Copyright (c) Microsoft Corporation. All rights reserved.

Licensed under the MIT License.

# 05. Train in Spark
* Create Workspace
* Create Project
* Create `train-spark.py` file in the project folder
* Execute a PySpark script in ACI.
* Execute a PySpark script in a Docker container on remote DSVM
* Execute a PySpark script in HDI

## Prerequisites
Make sure you go through the [00. Installation and Configuration](00.configuration.ipynb) Notebook first if you haven't.

In [None]:
# Check core SDK version number
import azureml.core

print("SDK version:", azureml.core.VERSION)

## Initialize Workspace

Initialize a workspace object from persisted configuration.

In [None]:
from azureml.core import Workspace

ws = Workspace.from_config()
print(ws.name, ws.resource_group, ws.location, ws.subscription_id, sep = '\n')
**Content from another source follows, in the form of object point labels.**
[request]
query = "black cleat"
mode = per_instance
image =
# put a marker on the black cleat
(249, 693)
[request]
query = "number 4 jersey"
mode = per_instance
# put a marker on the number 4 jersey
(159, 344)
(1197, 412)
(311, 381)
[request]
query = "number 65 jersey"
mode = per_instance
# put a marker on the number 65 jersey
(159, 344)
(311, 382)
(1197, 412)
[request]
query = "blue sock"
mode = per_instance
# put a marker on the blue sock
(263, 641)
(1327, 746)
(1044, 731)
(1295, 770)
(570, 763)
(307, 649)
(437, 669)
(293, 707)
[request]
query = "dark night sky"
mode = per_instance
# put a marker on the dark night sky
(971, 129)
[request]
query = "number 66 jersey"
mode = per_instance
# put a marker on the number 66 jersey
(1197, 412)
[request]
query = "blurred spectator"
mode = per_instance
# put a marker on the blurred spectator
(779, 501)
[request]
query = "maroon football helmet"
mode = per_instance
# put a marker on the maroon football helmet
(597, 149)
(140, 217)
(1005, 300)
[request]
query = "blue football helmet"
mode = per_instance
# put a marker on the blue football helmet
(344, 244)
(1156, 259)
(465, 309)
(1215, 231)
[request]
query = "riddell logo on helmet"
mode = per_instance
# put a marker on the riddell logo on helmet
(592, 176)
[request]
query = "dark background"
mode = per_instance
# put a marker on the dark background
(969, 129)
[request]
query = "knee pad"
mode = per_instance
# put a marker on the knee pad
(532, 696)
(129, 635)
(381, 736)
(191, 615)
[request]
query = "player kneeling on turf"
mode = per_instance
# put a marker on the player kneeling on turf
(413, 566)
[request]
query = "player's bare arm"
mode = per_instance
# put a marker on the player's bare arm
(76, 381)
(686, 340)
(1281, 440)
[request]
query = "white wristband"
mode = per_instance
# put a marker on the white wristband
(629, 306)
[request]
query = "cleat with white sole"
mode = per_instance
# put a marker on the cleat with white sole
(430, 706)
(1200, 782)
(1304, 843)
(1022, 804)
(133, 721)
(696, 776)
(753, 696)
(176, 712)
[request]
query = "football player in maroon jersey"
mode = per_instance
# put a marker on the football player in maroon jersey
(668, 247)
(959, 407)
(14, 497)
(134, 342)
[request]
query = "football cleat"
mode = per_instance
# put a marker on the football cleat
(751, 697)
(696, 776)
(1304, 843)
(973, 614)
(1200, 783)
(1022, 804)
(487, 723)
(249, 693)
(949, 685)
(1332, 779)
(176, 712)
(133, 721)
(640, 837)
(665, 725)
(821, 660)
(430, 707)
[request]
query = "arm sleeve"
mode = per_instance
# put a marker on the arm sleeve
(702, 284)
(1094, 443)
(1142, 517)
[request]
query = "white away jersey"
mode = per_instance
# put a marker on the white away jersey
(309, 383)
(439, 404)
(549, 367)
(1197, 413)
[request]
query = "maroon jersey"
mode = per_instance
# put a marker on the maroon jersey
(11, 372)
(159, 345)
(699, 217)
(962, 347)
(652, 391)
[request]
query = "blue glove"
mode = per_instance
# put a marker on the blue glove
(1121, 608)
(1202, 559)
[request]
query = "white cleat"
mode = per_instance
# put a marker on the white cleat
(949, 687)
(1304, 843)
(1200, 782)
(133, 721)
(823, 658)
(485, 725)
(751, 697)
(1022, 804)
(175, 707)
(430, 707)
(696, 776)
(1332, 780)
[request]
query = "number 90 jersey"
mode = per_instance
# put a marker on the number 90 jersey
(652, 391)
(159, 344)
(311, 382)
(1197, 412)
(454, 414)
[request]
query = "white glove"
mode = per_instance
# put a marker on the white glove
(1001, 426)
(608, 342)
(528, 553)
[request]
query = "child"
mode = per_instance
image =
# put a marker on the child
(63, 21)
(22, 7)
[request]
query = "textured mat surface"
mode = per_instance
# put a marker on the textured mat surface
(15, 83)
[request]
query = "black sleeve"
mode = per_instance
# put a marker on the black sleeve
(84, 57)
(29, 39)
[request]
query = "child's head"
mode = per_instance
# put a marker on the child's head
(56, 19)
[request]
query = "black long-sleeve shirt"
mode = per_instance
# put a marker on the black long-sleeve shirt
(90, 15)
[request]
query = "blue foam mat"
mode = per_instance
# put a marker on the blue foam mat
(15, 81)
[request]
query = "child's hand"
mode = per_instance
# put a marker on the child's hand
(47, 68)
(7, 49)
## Create Project and Associate with Run History
**Project** is a local folder that contains files for your Azure ML experiments. It is associated with a **run history**, a cloud container of run metrics and output artifacts from your experiments. You can either attach a local folder as a new project, or load a local folder as a project if it has been attached before.

In [None]:
# choose a name for the run history container in the workspace
experiment_name = 'train-on-spark'

# project folder
project_folder = './sample_projects/train-on-spark'

In [None]:
import os
from azureml.project.project import Project

project = Project.attach(workspace_object = ws,
                         experiment_name = experiment_name,
                         directory = project_folder)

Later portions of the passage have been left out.